More than 50% of Americans have concerns about the quality of their water – and are increasingly showing a willingness to pay for treatment in the home.
These are among the conclusions of an independent survey released at Water Quality Association Aquatech USA convention. The random sample survey, conducted by Applied Research-West, offers a look into Americans’ evolving attitude about their water.
Among the major findings:
- A quarter of consumers are extremely concerned about the quality of their water supply. Fully, 52% list their level of concern at a four or five out of five.

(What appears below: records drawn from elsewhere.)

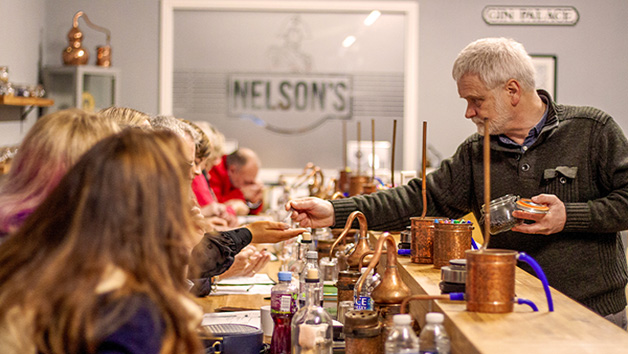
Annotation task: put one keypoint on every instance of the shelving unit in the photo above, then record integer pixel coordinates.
(15, 106)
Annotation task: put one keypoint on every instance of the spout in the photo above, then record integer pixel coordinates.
(363, 229)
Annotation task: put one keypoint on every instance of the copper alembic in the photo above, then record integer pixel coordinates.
(75, 54)
(353, 259)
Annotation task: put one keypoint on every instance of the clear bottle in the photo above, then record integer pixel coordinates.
(402, 339)
(283, 306)
(312, 328)
(433, 338)
(363, 300)
(311, 262)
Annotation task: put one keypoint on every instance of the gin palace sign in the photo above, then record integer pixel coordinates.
(531, 15)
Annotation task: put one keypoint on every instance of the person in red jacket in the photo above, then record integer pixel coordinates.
(234, 181)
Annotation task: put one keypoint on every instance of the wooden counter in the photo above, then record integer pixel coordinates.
(571, 328)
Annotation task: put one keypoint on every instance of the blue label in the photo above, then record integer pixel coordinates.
(362, 303)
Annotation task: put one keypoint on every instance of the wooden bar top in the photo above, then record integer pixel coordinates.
(571, 328)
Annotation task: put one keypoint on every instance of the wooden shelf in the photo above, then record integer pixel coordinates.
(25, 101)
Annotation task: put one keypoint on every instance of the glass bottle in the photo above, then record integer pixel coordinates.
(363, 300)
(312, 328)
(433, 338)
(311, 262)
(283, 306)
(402, 339)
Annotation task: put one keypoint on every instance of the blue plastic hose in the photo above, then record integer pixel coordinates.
(541, 275)
(521, 301)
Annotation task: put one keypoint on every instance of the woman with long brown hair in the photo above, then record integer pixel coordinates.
(101, 264)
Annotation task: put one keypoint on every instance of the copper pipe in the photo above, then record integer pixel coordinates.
(362, 245)
(423, 183)
(359, 150)
(487, 185)
(405, 301)
(392, 159)
(391, 289)
(360, 262)
(373, 150)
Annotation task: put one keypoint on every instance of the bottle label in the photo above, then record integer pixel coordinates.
(362, 303)
(283, 304)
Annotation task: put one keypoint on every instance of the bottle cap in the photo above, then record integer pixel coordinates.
(312, 275)
(402, 319)
(284, 276)
(434, 317)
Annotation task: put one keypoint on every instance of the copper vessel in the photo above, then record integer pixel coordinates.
(422, 242)
(363, 333)
(356, 185)
(75, 54)
(361, 247)
(450, 242)
(490, 285)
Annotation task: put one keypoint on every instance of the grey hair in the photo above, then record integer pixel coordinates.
(176, 126)
(495, 61)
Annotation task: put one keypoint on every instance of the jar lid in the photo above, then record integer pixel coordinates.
(526, 204)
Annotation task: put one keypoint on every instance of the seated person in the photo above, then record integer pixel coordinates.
(52, 145)
(234, 181)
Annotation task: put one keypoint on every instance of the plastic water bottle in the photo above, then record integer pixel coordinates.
(402, 339)
(363, 300)
(283, 306)
(433, 338)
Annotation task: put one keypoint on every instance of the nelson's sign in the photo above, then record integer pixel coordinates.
(328, 95)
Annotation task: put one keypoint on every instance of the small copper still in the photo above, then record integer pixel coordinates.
(391, 291)
(490, 285)
(363, 332)
(450, 242)
(75, 54)
(422, 241)
(361, 247)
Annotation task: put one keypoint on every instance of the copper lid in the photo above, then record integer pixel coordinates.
(362, 323)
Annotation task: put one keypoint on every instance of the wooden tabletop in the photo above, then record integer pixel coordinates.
(571, 328)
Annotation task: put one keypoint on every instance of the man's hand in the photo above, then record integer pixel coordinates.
(545, 224)
(311, 212)
(271, 231)
(246, 263)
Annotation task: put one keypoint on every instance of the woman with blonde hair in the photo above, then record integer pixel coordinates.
(49, 149)
(106, 271)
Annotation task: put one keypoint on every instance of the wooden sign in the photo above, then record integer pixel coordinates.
(531, 15)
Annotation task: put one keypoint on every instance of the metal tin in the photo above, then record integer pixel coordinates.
(422, 240)
(450, 242)
(490, 285)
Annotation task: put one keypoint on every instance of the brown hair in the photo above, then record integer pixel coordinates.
(109, 213)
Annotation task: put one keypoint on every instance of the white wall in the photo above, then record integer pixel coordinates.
(592, 55)
(21, 26)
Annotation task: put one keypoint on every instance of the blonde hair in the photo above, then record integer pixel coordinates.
(126, 117)
(495, 61)
(49, 149)
(109, 213)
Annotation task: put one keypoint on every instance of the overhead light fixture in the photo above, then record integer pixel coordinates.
(348, 42)
(372, 17)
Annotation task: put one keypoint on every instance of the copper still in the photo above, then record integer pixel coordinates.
(363, 332)
(451, 241)
(490, 285)
(361, 247)
(75, 54)
(391, 291)
(422, 241)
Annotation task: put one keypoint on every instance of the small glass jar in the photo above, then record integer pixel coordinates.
(501, 212)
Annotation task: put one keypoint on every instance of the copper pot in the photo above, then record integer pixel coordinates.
(490, 285)
(450, 242)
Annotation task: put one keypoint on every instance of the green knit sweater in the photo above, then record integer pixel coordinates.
(581, 156)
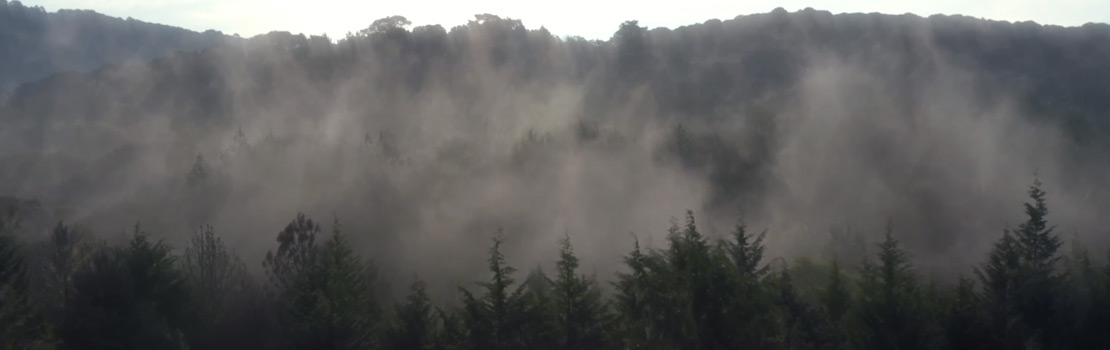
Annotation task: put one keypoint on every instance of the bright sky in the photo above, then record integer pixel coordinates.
(589, 19)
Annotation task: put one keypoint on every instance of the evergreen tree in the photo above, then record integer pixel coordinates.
(795, 320)
(296, 252)
(582, 318)
(62, 253)
(836, 302)
(129, 297)
(889, 306)
(492, 320)
(334, 307)
(222, 291)
(21, 322)
(749, 305)
(1001, 278)
(414, 327)
(1039, 246)
(964, 323)
(636, 302)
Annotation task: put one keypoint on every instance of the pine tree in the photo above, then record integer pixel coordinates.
(635, 300)
(749, 305)
(1039, 246)
(334, 307)
(836, 302)
(795, 320)
(492, 320)
(581, 313)
(889, 305)
(21, 322)
(129, 297)
(964, 323)
(221, 288)
(414, 328)
(296, 252)
(63, 252)
(1002, 278)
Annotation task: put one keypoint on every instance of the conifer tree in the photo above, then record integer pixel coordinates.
(964, 323)
(62, 253)
(221, 288)
(836, 302)
(1038, 293)
(414, 325)
(334, 307)
(582, 319)
(493, 319)
(634, 301)
(129, 297)
(749, 305)
(296, 252)
(1002, 278)
(889, 306)
(21, 322)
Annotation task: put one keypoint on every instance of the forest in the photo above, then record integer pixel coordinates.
(73, 291)
(858, 181)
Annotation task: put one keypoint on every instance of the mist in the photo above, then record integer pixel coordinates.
(424, 142)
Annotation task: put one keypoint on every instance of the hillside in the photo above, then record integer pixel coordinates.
(840, 119)
(34, 43)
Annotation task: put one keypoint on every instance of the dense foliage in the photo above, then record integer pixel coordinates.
(36, 43)
(692, 293)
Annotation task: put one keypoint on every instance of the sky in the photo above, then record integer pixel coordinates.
(588, 19)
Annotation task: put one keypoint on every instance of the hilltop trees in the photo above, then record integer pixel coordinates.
(129, 297)
(690, 293)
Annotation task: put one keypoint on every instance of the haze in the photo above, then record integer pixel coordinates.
(587, 19)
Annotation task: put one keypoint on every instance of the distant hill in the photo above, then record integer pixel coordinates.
(808, 119)
(34, 43)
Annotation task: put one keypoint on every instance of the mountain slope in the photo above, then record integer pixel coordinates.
(801, 120)
(34, 43)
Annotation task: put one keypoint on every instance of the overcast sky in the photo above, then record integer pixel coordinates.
(591, 19)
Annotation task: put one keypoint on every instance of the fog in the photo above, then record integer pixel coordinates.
(424, 142)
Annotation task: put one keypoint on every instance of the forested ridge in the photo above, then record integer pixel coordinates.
(73, 291)
(36, 43)
(876, 166)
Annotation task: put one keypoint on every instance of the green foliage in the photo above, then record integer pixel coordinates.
(495, 320)
(334, 307)
(221, 290)
(21, 322)
(129, 297)
(889, 307)
(689, 295)
(582, 318)
(414, 323)
(296, 252)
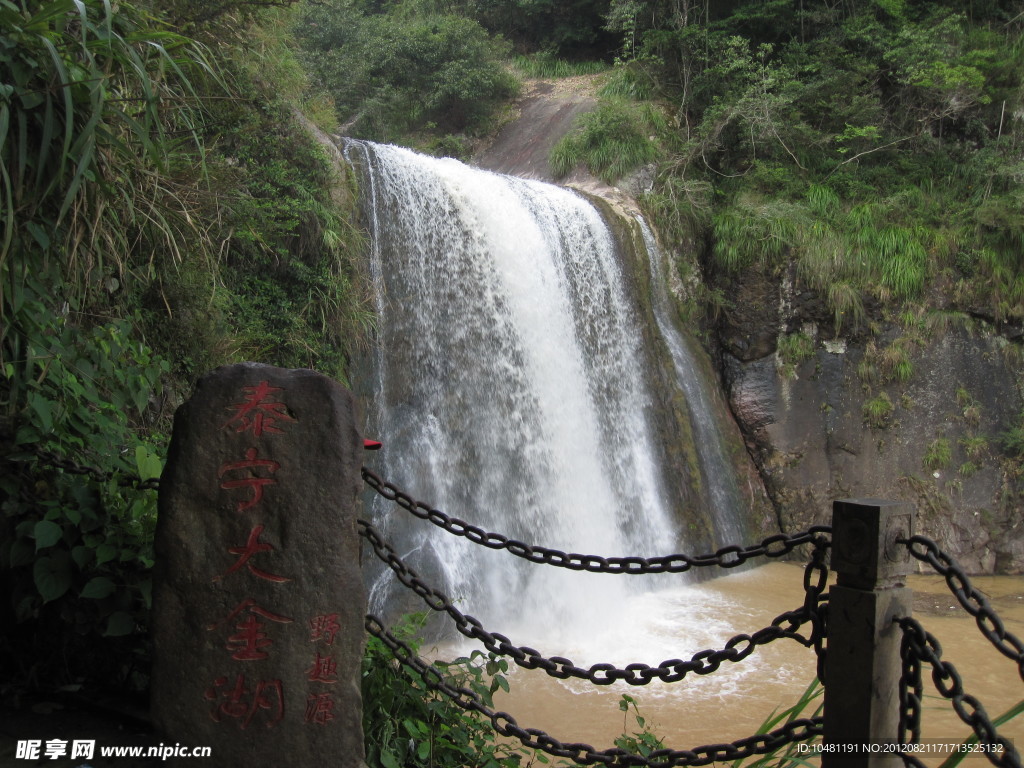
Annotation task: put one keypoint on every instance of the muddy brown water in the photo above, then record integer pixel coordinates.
(733, 701)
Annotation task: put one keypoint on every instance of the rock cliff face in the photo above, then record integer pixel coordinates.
(908, 413)
(912, 411)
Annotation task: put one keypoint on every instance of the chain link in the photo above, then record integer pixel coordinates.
(921, 644)
(72, 467)
(911, 692)
(973, 601)
(726, 557)
(704, 663)
(794, 731)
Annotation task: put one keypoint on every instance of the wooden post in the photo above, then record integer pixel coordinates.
(258, 597)
(862, 665)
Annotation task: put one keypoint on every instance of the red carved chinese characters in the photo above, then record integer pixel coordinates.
(253, 482)
(325, 670)
(250, 639)
(257, 413)
(324, 627)
(320, 709)
(244, 705)
(251, 548)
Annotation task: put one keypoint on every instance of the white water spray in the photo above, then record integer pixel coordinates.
(724, 501)
(509, 390)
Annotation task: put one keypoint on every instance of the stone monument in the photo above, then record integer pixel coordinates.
(258, 603)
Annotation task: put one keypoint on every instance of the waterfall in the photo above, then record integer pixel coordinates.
(508, 388)
(722, 497)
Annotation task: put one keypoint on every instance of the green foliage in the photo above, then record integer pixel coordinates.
(80, 547)
(92, 154)
(788, 755)
(404, 724)
(641, 740)
(878, 411)
(793, 349)
(546, 66)
(901, 183)
(395, 75)
(1013, 439)
(611, 140)
(157, 197)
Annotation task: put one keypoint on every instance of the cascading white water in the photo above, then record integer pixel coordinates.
(723, 498)
(509, 388)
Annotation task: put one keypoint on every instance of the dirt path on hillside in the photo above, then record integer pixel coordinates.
(545, 113)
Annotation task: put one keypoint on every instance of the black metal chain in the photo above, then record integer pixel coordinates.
(794, 731)
(702, 663)
(973, 601)
(923, 645)
(726, 557)
(72, 467)
(911, 691)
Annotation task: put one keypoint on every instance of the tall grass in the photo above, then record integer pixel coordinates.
(93, 143)
(547, 66)
(612, 140)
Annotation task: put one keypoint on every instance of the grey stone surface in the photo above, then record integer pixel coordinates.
(814, 442)
(259, 603)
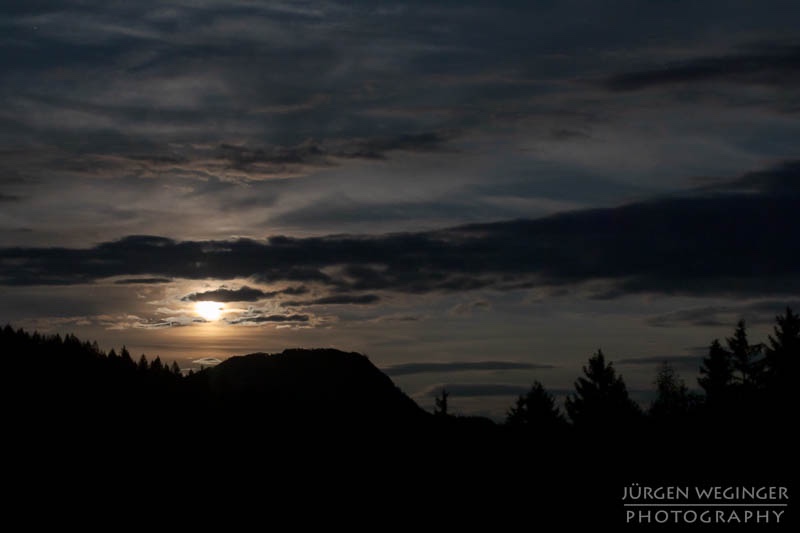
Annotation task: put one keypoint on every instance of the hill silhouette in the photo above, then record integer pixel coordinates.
(315, 418)
(306, 388)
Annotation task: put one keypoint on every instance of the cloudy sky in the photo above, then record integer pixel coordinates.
(473, 193)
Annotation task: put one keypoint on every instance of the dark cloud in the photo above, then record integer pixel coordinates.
(263, 319)
(338, 299)
(685, 362)
(477, 389)
(8, 198)
(703, 243)
(242, 294)
(761, 312)
(459, 366)
(142, 281)
(778, 66)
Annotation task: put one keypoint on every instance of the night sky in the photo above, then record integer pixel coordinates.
(474, 194)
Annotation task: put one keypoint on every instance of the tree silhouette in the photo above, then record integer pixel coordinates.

- Increasing numbers of Americans say their primary concern over their water quality is related to contaminants. That percentage is 29 in this year’s survey compared to 22% in 2008. Water taste concerns have also increased.
- Only about two thirds of consumers say primary responsibility for quality water is outside the home, with their municipality, down from nearly three quarters in 2008. More than 20% believe they are primarily responsible for the own water quality.
- The survey showed that slightly over half, or 55%, consider themselves somewhat or very knowledgeable about contaminants in their tap water.
- Respondents are concerned, with nearly 80% believing that tap water contains chloramine, and nearly as many thinking lead is present.
The findings also reveal that boil water alerts tend to trigger purchase of water filtration systems. In fact, boil water alerts have been growing slightly in number over each survey period.
There was an increase from a 2011 survey of people that would be willing to pay more on their water bill for removal of MTBEs or pharmaceuticals found in their tap water. In addition, they would be willing to pay more for home water treatment systems to remove biological waste, arsenic, lead, and other contaminants.
There have been significant increases in the use of bottled water and those that have water filtration systems installed in their homes.